4. Perspectivas e Soluções para o superendividamento.
O consumidor superendividado brasileiro, ao contrário do francês que desde 1989 tem uma regulamentação específica não é tratado legalmente de forma direta. Todavia, o Código do Consumidor, se bem compreendido e aplicado é hábil a tratar do problema.
4.1 Legislação.
4.1.1 O Código de Proteção e Defesa do Consumidor.
O Código Brasileiro de Proteção e Defesa do Consumidor – CDC visa o equilíbrio para a relação de consumo e deixa isto muito claro principalmente no seu artigo 1 e artigo 4, caput e III. Entretanto o nosso código do consumidor embora tenha por principio "o estudo constante das modificações do mercado de consumo" e tenha um artigo (o 52) exclusivamente para contratos de crédito bem como garanta a modificação e revisão de cláusulas contratuais, não trata explicitamente do superendividamento. Tem, todavia, como princípio, o equilíbrio e a boa fé das relações de consumo.
Situações de mau uso do instituto têm comprometido a sua credibilidade: é preciso muita responsabilidade no exercício da tese do superendividamento para que não se confunda o resgate do equilíbrio de uma relação com a proteção demasiada do inadimplente, com estímulo ao endividamento.
O inciso II do art. 6º do CDC tem grande importância para a prevenção do superendividamento, pois é a educação e divulgação sobre o consumo adequado, com edição de cartilhas, pesquisas de mercado e debates para alertar os consumidores com relação a produtos mais baratos, que garante a liberdade de escolha e a igualdade nas contratações, para que o consumidor não assuma o contrato de crédito sem antes, refletir a sua possibilidade financeira e as condições contratuais.

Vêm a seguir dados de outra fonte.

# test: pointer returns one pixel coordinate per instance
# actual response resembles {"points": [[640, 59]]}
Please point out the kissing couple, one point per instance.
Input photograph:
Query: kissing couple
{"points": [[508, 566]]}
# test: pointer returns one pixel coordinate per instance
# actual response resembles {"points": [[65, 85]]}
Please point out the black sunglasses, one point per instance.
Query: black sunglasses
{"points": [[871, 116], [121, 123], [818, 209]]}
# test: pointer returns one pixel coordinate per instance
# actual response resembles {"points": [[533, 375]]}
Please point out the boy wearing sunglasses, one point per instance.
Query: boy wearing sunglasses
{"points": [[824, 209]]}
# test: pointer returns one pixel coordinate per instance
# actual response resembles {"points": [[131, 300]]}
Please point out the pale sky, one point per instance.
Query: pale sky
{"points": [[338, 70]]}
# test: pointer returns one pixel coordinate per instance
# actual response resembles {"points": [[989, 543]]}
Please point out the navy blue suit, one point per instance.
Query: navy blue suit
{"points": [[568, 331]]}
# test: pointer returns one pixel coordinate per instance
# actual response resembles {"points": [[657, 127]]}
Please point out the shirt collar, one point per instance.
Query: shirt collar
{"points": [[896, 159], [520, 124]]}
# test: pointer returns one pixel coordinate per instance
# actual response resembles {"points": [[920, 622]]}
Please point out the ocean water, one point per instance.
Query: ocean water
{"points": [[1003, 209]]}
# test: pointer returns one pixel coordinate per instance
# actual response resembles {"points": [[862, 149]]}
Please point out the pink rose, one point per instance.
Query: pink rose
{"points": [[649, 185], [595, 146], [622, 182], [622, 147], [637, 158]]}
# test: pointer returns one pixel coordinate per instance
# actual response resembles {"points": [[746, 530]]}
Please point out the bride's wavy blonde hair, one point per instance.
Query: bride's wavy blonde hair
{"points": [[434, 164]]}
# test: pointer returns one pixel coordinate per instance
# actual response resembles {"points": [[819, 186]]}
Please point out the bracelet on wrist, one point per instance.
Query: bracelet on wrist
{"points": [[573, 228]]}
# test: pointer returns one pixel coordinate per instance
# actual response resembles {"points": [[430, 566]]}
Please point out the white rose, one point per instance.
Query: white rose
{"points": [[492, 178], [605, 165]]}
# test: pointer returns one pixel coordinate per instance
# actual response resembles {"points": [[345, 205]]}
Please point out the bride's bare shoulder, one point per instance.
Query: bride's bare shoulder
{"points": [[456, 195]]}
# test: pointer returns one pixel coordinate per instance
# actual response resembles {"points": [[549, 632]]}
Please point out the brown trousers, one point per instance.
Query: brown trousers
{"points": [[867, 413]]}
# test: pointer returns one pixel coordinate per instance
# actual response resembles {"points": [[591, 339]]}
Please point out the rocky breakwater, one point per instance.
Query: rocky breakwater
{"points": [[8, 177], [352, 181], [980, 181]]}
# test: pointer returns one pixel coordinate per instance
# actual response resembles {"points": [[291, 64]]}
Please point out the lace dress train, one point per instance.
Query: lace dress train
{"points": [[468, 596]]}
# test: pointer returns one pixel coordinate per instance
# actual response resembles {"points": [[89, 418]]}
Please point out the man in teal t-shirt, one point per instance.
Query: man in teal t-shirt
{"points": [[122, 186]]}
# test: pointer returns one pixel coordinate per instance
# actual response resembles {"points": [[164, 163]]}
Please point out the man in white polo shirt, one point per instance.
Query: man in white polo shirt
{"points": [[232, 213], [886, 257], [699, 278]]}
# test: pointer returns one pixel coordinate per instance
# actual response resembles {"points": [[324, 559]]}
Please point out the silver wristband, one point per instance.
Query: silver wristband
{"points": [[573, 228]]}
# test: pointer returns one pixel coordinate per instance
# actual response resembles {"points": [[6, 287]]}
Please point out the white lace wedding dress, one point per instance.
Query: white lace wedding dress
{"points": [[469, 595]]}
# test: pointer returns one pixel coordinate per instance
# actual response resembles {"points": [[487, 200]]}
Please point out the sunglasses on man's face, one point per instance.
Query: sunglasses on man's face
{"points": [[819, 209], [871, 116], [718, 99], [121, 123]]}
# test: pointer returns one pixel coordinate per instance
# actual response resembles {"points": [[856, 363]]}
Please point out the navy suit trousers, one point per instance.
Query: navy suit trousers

A responsabilização (civil, penal e administrativa) do mau fornecedor de crédito é imprescindível.
O tratamento do superendividamento no Brasil é possível e necessário para que o consumidor – devedor volte a ter dignidade e não seja condenado pelo resto da sua vida como um mau pagador, porque se os consumidores agiram de boa-fé e estão com acúmulos de dívidas são merecedores de uma chance para poder se refazer financeiramente.
4.1.2. O sistema francês de proteção ao superendividado.
O Code de la Consommation em seu Título III, intitulado endividamento define a situação de superendividamento como sendo a "caracterizada pela impossibilidade manifesta pelo devedor de boa-fé de fazer face ao conjunto de suas dívidas não profissionais exigíveis e não pagas". Assim, encontra-se regulamentado na própria lei francesa a prevenção e o tratamento do superendividamento para o consumidor – devedor de boa-fé.
A França reconhece a falência civil do consumidor endividado dando um tratamento eficaz com a liquidação dos bens da pessoa - física para o pagamento total das dívidas, quando possível, ou parte dela, tendo a participação judicial durante o processo ou a realização com os credores de acordo, supervisionados pelo juiz para diminuição dos juros, parcelamento da dívida.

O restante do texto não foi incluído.